Hari Keamanan Pangan Sedunia pada 7 Juni ini menjadi relevan di tengah isu aktual di Indonesia, khususnya mengenai penyelenggaraan program Makan Bergizi Gratis.
Menyadari pentingnya keamanan pangan sebagai landasan bagi kesehatan dan kesejahteraan global serta adanya observasi bahwa kesadaran mengenai pentingnya keamanan pangan ini masih perlu ditingkatkan, maka Codex Alimentarius Commision mengusulkan dan disetujui oleh Majelis Umum Perserikatan Bangsa-Bangsa pada tahun 2019 untuk menetapkan Hari Keamanan Pangan Sedunia (HKPS), yang diperingati pada 7 Juni setiap tahun.
Tahun ini, peringatan HKPS ini menjadi sangat relevan di tengah isu-isu aktual, khususnya mengenai penyelenggaraan program Makan Bergizi Gratis (MBG).
Program MBG yang diluncurkan pada Januari 2025 telah memantik harapan besar di seluruh pelosok negeri. Sebuah inisiatif mulia yang dirancang untuk tidak hanya menjadi pilar pembangunan gizi bangsa, khususnya dengan menjamin setiap anak sekolah mendapatkan asupan yang layak demi tumbuh kembang optimal, tetapi juga sebagai penghela pertumbuhan ekonomi lokal, sekaligus motor transformasi menuju sistem pangan yang lebih menyehatkan, berkeadilan, dan berkelanjutan.

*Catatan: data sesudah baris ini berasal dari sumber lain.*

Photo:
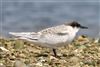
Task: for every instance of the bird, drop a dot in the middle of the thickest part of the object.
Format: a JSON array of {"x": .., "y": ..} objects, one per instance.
[{"x": 52, "y": 37}]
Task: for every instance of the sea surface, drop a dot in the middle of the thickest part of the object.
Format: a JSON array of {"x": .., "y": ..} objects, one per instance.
[{"x": 35, "y": 15}]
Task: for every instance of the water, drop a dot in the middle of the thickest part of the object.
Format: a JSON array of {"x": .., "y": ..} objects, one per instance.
[{"x": 28, "y": 16}]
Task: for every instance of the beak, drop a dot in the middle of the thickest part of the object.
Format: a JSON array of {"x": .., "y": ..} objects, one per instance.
[{"x": 83, "y": 27}]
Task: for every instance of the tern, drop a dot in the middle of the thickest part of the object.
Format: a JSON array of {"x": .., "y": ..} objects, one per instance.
[{"x": 52, "y": 37}]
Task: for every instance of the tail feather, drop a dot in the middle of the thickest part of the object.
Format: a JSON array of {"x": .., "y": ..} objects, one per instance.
[{"x": 25, "y": 35}]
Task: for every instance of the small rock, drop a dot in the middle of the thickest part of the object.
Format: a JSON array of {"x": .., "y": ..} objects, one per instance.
[{"x": 19, "y": 63}]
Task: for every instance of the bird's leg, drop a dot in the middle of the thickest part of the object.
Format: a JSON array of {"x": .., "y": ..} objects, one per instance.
[{"x": 54, "y": 51}]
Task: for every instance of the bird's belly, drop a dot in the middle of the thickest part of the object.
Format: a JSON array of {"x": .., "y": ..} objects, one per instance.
[{"x": 55, "y": 40}]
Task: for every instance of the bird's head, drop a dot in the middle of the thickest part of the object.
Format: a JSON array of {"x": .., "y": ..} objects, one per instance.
[{"x": 76, "y": 26}]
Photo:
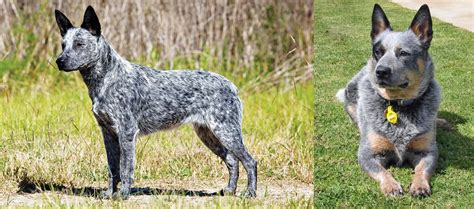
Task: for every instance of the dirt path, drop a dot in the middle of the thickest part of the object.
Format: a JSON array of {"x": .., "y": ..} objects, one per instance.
[
  {"x": 184, "y": 193},
  {"x": 459, "y": 13}
]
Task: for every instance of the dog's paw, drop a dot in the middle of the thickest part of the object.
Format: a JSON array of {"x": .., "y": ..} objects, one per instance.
[
  {"x": 391, "y": 188},
  {"x": 249, "y": 194},
  {"x": 420, "y": 189},
  {"x": 124, "y": 194}
]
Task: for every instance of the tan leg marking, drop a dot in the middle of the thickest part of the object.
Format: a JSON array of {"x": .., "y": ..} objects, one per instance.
[
  {"x": 421, "y": 143},
  {"x": 379, "y": 144},
  {"x": 420, "y": 185}
]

Namun, di tengah semangat optimisme itu, muncul bayangan risiko terkait dengan insiden keracunan pangan yang dapat menggerus tujuan luhur MBG. Data dari BPOM, yang mencatat 17 kejadian keracunan MBG tersebar di 10 provinsi, adalah lonceng peringatan yang nyaring. Angka ini bukan sekadar statistik, melainkan cerminan nyata dari ancaman serius yang mengintai di balik setiap porsi makanan yang disajikan.
Peringatan HKPS dalam kondisi demikian hendaknya menjadi alarm kuat bahwa program MBG dengan segala tujuan luhurnya dapat terhambat tanpa satu prasyarat krusial yang tak bisa ditawar, yaitu jaminan keamanan pangan. Tanpa jaminan ini, tujuan mulia untuk mencetak generasi emas justru dapat berbalik menjadi mimpi buruk.

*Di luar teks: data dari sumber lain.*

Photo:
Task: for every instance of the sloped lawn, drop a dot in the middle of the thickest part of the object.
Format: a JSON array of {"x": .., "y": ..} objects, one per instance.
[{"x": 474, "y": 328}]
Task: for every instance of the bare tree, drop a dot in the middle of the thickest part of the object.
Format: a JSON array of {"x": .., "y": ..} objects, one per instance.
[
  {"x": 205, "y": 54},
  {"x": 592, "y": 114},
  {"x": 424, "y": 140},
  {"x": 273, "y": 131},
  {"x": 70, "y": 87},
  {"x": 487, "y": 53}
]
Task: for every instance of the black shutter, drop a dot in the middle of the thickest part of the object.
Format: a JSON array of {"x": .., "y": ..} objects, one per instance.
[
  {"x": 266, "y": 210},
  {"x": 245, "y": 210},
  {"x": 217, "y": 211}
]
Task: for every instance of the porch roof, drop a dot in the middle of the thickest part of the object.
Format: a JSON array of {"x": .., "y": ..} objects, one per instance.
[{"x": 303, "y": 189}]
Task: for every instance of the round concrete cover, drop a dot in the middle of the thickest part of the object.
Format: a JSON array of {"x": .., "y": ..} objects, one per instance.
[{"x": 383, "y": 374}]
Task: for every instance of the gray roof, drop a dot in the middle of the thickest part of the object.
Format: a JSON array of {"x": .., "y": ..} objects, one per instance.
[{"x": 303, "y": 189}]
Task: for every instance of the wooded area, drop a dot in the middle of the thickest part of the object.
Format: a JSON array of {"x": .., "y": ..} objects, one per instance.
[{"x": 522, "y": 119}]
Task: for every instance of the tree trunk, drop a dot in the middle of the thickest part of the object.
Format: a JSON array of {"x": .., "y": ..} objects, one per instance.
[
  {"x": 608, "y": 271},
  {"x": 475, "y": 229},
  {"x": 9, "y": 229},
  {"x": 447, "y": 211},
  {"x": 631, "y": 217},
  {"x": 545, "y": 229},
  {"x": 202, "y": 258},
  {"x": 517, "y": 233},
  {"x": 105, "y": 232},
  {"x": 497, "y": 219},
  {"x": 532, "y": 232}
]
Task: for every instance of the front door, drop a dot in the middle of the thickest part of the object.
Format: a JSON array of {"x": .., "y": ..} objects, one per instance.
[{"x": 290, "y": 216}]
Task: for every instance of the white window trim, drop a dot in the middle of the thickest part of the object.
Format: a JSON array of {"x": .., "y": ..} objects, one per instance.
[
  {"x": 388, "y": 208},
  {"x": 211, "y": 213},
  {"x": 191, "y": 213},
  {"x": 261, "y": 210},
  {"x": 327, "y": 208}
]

Selain ”bagaimana menyediakan makanan bergizi?”, pertanyaan yang lebih dulu perlu dijawab adalah ”bagaimana memastikan setiap asupan makanan itu aman?”. Dalam semangat memperingati HKPS, maka masalah mendasar inilah yang harus kita hadapi dan selesaikan bersama demi masa depan anak-anak Indonesia.
Keamanan pangan adalah suatu keharusan
Perlu ada komitmen dan kesadaran bahwa dalam konteks program MBG, keamanan pangan ini menjadi sangat fundamental dan tidak dapat ditawar-tawar. Pertama, pada Deklarasi Dunia tentang Gizi (1992) telah ditegaskan bahwa ”akses terhadap pangan yang cukup gizi dan aman adalah hak setiap individu.”
Deklarasi ini menunjukkan bahwa hak atas pangan tidak hanya mencakup ketersediaan kalori, tetapi juga jaminan bahwa konsumsinya tidak justru akan menimbulkan permasalahan keamanan pangan. Kemudian, kedua, FAO (2019) memperkuat hal itu dengan mengungkapkan bahwa ”Jika tidak aman, itu bukan pangan.”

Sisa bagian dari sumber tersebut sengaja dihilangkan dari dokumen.